Publisher: Holland House Books

Saleh was born to Eritrean/Ethiopian parents. He and his family survived the Om Hajar massacre and escaped to a refugee camp in Sudan where he lost his hearing at the age of 12. These short stories draw heavily from Saleh’s personal life.

42.  For You, I’d Steal a Goat by Niq Mhlongo

Publisher: Kwela

From political intrigues to social dilemmas, these 10 stories take the reader through complexities of love, desire, injustice, diaspora and other facets of the human condition.


43.  Peach Country by Nondwe Mpuma

Publisher: Uhlanga

Nondwe Mpuma’s imagistic poetry is a meditation on experiences and ideas drawn from the rural worlds of her Eastern Cape birthplace.

44.  A History of Disappearance by Sarah Lubala

Publisher: Botsotso Pub

Lubala’s family fled the Democratic Republic of Congo two decades ago. In this collection, she explores the violence of displacement in women’s lives.

45.  Bless the Daughter Raised by a Voice in Her Head by Warsan Shire

Publisher: Random House

Shire’s first collection since she collaborated with Beyoncé on Lemonade and Black Is King is a powerful reflection on womanhood amid displacement.

46.  Girls that Never Die by Safia Elhillo

Publisher: One World

Elhillo uses the epic form to expose the dangers of silence in a culture where women’s trauma is often repressed.

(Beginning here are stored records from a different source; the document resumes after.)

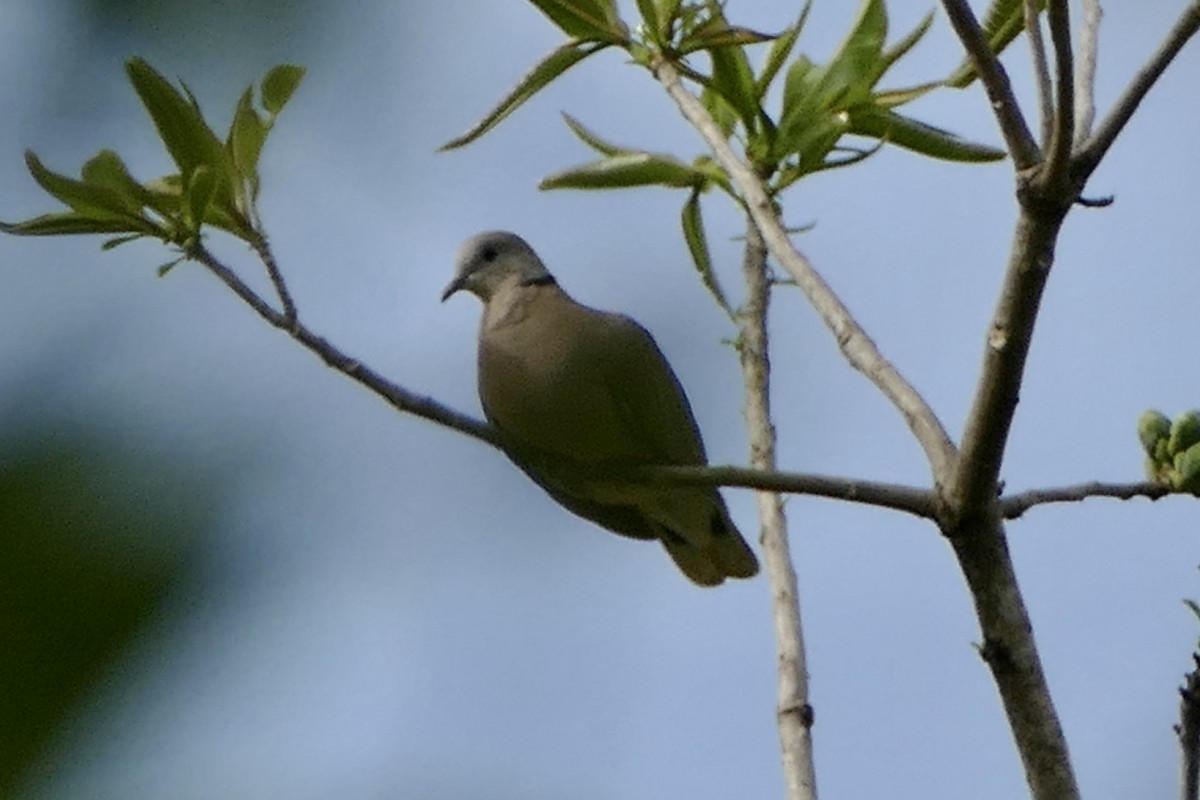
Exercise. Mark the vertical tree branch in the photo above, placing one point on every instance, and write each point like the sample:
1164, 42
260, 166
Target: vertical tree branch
795, 713
1021, 146
1185, 28
1041, 67
1188, 731
858, 348
1063, 133
1085, 77
1009, 651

47.  Against Heaven by Kemi Alabi

Publisher: Graywolf Press

Against Heaven challenges common beliefs about God, heaven, religion and calls for new frames for making sense of our world.

48.  Quiet by Victoria Adukwei Bulley

Publisher: Faber Books

Bulley is a Young Barbican alumna. Her debut collection is a powerful reflection on the significance of silence and stillness in our increasingly noisy world.

49.  An/Other Pastoral by Tjawangwa Dema | Illustrated by Tebogo Cranwell

Publisher: No Bindings Press

Motswana poet TJ Dema combines history and race with the climate crisis to create riveting poetry that brings an African ecopoetics perspective to our changing world.

50. A is for Acholi by Otoniya J Okot Bitek

Publisher: Wolsak and Wynn 

In this collection, Bitek centres Acholi culture and experience in the context of displacement, the politics of language, and legacies of colonialism.